01: The Indescribable Feeling

394 34 4
                                    

1,6k+ words✍🏻

Sore itu dapur dipenuhi bising mesin kopi, alat yang cuma bisa dikuasai si tampan bernama Park Sunghoon. Ia tengah meracik kopi dan memotong buah.

Sunghoon adalah murid berkedok atlet. Wajar kalau dia mahir dalam banyak hal; basket, ice skating, sampai bersepeda jarak jauh. Kepiawaiannya dalam berolahraga cukup menolong kepribadian introver-nya.

Kalau saja Sunghoon tak terikat dengan mereka, sejak kecil dia mungkin mendekam terus di dalam kamar sampai kulitnya makin pucat macam vampir.

Sayangnya, semua kegiatan tadi berangsur terhenti ketika dia menginjak kelas 2 SMA. Sunghoon jadi lebih suka menghabiskan waktu di rumah dengan game dan buku komik.

Terbiasa menjadi anak rumahan tak menghalangi fakta kalau Sunghoon sedikit demi sedikit jadi lebih peduli dengan orang lain, terutama Park Elisa, kakak perempuan sekaligus manusia favoritnya.

"El, udah belajarnya? Ayo minum kopi di kamarku!" Sunghoon bertanya lantang dari area pantry sembari merapihkan kekacauan.

"Kamu keatas aja dulu, nanti kususul!" Balas kakaknya, agak berteriak pasalnya ia jauh di dalam kamar.

Omong-omong, Elisa adalah kakak tak sedarah Sunghoon. Dia bergabung di keluarga ketika genap berumur 2 tahun.

Dulu, orangtua Sunghoon sempat kuatir anak semata wayang mereka tak kunjung bisa bicara. Lalu muncul ide untuk mempertemukan Sunghoon dengan Elisa, anak panti yang sejak kecil punya banyak kosakata. Syukurlah, sejauh ini Sunghoon dan gadis itu tumbuh baik bersama-sama.

Dikarenakan mereka sama-sama anak rumahan, secara natural Sunghoon menjadi sangat menempel dengan sang kakak. Begitu juga gadis itu yang kemana-mana biasa dibonceng Sunghoon.

"Ini banyak banget yang mau dibawa. Kamu nggak mau bantu aku?" Tanya saudara lelakinya sambil memperhatikan semua sajian di nampan.

Elisa meremas pulpen, kesal pasalnya sejak tadi cuma berhasil menyelesaikan PR sampai nomor 3. Seandainya dia jago di mata pelajaran itu, mungkin tak perlu keras-keras putar otak.

Bermenit-menit kemudian Elisa tetap berkutat dengan buku, tak tahu kalau saudaranya bosan menunggu dan menyasar ke dalam kamarnya.

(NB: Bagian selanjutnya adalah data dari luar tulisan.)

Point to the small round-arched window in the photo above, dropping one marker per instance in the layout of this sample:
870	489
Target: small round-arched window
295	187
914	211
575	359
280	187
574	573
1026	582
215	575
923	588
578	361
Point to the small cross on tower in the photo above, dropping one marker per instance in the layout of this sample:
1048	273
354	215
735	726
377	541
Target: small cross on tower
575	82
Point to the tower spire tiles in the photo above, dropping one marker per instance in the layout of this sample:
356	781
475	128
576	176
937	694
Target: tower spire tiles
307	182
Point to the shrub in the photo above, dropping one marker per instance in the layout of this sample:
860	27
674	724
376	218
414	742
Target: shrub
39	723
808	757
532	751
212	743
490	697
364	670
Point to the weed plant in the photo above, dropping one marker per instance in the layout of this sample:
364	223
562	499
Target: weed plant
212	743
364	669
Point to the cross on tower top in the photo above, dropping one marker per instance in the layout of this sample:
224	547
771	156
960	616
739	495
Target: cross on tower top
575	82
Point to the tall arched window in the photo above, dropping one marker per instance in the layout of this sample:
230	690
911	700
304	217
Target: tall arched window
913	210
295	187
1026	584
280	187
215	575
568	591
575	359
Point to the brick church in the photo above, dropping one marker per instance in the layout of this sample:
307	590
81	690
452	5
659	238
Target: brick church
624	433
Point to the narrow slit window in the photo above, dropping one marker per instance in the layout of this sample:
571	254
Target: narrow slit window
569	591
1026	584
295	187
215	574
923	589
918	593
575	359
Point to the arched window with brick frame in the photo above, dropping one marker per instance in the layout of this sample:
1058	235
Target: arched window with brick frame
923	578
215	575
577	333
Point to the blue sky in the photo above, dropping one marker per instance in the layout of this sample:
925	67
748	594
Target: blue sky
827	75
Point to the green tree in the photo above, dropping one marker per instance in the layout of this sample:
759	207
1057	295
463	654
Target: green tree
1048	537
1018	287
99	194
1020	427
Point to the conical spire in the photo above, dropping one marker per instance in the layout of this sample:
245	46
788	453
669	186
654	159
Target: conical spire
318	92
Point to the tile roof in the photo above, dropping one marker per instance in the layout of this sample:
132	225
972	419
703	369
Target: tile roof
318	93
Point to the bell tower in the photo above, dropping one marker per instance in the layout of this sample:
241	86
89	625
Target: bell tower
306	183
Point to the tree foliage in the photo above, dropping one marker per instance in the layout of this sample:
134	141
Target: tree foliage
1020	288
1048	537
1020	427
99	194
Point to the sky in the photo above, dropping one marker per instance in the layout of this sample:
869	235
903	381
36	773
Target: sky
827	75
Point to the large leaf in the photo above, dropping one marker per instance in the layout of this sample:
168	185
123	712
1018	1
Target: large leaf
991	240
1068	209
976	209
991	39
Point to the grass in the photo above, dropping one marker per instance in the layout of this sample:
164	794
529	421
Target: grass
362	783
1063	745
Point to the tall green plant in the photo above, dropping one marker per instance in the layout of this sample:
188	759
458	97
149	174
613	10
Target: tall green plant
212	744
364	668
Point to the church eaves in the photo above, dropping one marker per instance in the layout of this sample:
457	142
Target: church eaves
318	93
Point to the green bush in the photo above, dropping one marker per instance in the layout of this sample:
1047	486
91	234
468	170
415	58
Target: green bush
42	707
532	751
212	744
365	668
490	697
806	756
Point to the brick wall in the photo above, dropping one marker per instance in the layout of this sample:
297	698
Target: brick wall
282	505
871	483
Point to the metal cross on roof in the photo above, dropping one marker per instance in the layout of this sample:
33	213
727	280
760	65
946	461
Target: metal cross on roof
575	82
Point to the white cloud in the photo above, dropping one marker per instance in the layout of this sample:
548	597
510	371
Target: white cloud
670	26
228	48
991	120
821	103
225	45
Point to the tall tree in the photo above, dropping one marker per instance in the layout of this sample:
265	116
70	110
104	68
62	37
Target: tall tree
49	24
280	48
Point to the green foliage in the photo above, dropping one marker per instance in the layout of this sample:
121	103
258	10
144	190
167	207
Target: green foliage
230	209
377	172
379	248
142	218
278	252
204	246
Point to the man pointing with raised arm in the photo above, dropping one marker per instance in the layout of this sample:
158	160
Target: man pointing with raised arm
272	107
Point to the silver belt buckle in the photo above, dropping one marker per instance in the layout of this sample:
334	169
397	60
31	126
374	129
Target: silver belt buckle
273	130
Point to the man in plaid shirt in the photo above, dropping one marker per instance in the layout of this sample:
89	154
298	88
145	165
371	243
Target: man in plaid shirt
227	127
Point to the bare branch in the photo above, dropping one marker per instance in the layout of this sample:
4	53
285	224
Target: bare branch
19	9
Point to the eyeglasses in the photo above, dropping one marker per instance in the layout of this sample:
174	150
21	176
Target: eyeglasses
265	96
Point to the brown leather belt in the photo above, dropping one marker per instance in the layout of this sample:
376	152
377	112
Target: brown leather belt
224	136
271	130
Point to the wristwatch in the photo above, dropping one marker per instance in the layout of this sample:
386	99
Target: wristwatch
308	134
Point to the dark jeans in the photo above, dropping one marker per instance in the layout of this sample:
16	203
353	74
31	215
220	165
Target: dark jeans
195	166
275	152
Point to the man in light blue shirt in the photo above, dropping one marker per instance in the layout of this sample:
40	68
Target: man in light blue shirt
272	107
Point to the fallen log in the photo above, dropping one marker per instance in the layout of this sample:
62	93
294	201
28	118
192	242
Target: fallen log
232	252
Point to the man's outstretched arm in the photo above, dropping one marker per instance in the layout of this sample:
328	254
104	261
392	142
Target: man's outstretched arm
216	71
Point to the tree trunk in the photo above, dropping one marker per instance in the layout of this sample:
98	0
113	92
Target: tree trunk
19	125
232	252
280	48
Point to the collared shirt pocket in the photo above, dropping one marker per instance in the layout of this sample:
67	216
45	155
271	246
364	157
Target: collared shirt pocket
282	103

"Chemistry? Ini mah gampang, punyaku udah selesai." Ledek Sunghoon, yang memang punya spek otak kimia.

Elisa akhirnya memberi sedikit atensi pada manusia di belakangnya. "Mana? Boleh lihat?" Katanya.

"Boleh, syaratnya kamu panggil aku kakak." Sunghoon menaikkan kedua alisnya genit.

"Mana bisa begitu? Aku kan lahir beberapa bulan lebih awal!" Sang kakak tak terima.

Sunghoon memang agak terobsesi dipanggil kakak. Padahal dia dengan senior-seniornya saja jarang memanggil dengan honorifik sopan begitu.

"Yaudah. Bye~" Sunghoon pergi setelah mengusak puncak rambut saudarinya.

"Tunggu. Aku mau ikut ke atas!" Pekik Elisa, tak ingin hilang kesempatan menyalin PR Sunghoon.

Sunghoon terkekeh melihat alat tulis yang saudarinya bawa sampai berjatuhan. "Ya ampun. Niat banget kalau nyontek! Nanti ajalah, ngopi dulu." Ujarnya.

"Kopinya buat kamu aja, deh. Abis ini aku mau langsung tidur. Udah capek." Balas gadis itu.

Elisa membantu meringankan beban nampan dengan menukar dua mug kopi dengan buku tulisnya. Setidaknya, sekarang sang adik bisa naik tangga tanpa kuatir ketumpahan.

Sunghoon mengangkat jempol, tak masalah. Selain karena hobi minum kopi, dia senang akhirnya bisa quality time dengan kakak tersayangnya.

Sesampai di kamar dengan nuansa hitam miliknya, Sunghoon memperhatikan bagaimana telaten Elisa memilah deret buku tulis, mirip dengan kepribadian Mama mereka yang perfeksionis.